I’m back in Seattle and happy to be home after seven (!) weeks of travelling. Europe was amazing; I can’t wait to tell you about it! But while I’m sifting through the mountain of photos I took, I thought I’d share a summertime recipe that would be a great addition to your Fourth of July barbecue.
Since we’re riding a very un-Seattle-like heatwave at the moment, these Ginger-Grapefruit Popsicles are my new favorite dessert. I love grapefruit it all forms, but these sweet-tart popsicles are especially refreshing on a scorching summer day. The grapefruit juice is infused with fresh ginger for a little extra zing.
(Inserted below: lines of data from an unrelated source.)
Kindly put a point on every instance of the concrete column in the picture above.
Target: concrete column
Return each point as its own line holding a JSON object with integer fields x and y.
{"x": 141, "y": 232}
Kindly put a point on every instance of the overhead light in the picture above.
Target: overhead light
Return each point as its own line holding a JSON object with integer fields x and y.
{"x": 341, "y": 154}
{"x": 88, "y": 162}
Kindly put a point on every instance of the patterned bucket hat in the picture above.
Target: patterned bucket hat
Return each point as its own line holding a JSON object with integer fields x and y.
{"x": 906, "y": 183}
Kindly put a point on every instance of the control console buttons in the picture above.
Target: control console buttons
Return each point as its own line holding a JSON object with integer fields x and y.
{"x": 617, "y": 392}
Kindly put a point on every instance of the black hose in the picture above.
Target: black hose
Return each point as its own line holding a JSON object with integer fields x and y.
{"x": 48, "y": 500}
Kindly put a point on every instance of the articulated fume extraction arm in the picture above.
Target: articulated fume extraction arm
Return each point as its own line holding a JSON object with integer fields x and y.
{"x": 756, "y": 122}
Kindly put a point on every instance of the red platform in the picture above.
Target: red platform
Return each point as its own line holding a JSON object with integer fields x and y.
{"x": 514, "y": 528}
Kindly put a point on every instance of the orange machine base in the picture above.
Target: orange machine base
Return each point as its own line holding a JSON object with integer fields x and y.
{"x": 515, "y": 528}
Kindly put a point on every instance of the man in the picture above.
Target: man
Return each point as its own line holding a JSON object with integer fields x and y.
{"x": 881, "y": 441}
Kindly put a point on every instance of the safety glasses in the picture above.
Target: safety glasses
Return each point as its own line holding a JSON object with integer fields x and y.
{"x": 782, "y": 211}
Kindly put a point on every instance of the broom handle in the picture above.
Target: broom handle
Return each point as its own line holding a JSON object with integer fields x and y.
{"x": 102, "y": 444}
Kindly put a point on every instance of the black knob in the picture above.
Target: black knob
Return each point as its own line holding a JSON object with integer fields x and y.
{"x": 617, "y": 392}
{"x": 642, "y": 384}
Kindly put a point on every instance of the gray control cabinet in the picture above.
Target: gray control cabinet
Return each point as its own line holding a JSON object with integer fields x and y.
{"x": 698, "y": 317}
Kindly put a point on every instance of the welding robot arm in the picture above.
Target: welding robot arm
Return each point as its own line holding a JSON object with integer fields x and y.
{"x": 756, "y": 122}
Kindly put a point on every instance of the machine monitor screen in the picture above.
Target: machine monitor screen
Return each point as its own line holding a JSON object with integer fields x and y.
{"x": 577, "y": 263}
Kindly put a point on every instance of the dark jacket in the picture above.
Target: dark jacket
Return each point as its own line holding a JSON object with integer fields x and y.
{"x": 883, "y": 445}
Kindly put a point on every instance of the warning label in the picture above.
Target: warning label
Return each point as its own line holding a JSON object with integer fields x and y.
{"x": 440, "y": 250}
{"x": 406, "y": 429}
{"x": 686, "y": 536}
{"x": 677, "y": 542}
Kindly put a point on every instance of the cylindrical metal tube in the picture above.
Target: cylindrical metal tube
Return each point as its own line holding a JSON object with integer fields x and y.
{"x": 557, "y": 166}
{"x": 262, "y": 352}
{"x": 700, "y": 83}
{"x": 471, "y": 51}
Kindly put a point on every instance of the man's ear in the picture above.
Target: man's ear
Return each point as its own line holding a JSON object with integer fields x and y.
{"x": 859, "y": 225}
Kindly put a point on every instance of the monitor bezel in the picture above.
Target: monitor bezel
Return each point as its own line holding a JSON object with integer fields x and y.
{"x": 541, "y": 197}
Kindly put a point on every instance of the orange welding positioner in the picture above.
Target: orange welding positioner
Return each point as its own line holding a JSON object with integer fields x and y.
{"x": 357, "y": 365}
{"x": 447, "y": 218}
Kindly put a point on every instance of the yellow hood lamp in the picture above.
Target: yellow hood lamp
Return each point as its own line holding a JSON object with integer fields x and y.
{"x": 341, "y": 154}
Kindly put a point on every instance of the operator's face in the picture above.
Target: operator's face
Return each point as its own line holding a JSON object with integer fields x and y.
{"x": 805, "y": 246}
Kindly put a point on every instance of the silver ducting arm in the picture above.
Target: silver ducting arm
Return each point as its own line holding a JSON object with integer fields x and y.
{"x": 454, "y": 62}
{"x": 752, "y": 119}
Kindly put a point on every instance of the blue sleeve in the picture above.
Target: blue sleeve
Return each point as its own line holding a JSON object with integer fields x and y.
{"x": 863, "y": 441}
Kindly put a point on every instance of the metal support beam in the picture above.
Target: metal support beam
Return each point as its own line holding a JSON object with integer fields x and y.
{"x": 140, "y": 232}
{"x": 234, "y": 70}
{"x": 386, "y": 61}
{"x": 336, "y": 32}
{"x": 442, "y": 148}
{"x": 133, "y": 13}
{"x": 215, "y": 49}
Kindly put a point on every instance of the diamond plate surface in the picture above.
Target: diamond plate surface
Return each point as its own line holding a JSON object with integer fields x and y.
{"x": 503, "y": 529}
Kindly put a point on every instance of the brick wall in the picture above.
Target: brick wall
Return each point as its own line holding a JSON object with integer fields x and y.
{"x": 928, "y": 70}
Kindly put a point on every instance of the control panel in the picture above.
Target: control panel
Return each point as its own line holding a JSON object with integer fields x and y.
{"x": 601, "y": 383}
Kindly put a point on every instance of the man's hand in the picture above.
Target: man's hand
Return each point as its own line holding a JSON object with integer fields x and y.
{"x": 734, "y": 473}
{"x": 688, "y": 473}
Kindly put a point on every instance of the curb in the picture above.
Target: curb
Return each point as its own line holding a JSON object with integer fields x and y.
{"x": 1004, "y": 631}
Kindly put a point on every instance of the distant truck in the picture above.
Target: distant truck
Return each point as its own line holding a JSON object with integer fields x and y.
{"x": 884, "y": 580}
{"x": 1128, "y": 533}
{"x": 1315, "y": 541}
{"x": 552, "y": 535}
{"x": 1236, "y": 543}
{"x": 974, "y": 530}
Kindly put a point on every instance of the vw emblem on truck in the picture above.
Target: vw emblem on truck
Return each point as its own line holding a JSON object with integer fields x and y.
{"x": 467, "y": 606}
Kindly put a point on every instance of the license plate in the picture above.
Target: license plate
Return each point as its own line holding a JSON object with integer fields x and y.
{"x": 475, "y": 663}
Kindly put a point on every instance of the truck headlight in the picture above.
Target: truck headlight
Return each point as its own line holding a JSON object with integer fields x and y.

And they’re finished with a ribbon of buttermilk for a tangy, creamy note that makes the grapefruit really sing.
These are good even without the buttermilk and I suspect yogurt would play well with the grapefruit and ginger flavors, too. You could also infuse the grapefruit juice with a little fresh mint or even chile if you wanted to spice things up a bit. If you do decide to improvise (which I hope you will!), I’d love to hear back about what flavor combinations you loved.
Happy Summer and XO!
4-5 large, ripe grapefruit (I prefer ruby red grapefruit for this recipe, but any kind will do)
½ cup sugar (or to taste)
3-inch knob fresh ginger, thinly sliced then, roughly chopped (no need to peel)
¾ cup buttermilk
1 tablespoon tequila (optional)
Using a microplane, grate the zest from one of the grapefruit. Be sure to avoid as much of the pith as possible or your popsicles will be bitter. Place the zest in a small saucepan.
Juice enough of the grapefruit to yield 3 cups of juice. Strain and place one cup of the juice in the saucepan with the zest. Add the sugar and the ginger and bring the mixture to a boil, stirring until the sugar has dissolved. Remove the pan from the heat, cover and set aside to steep for 30 minutes.
Strain the mixture through a fine-mesh sieve. Stir in the remaining 2 cups juice, buttermilk, tequila and salt. Pour into a popsicle mold, cover with lid or aluminum foil. Insert popsicle sticks and freeze until solid, about 2 hours.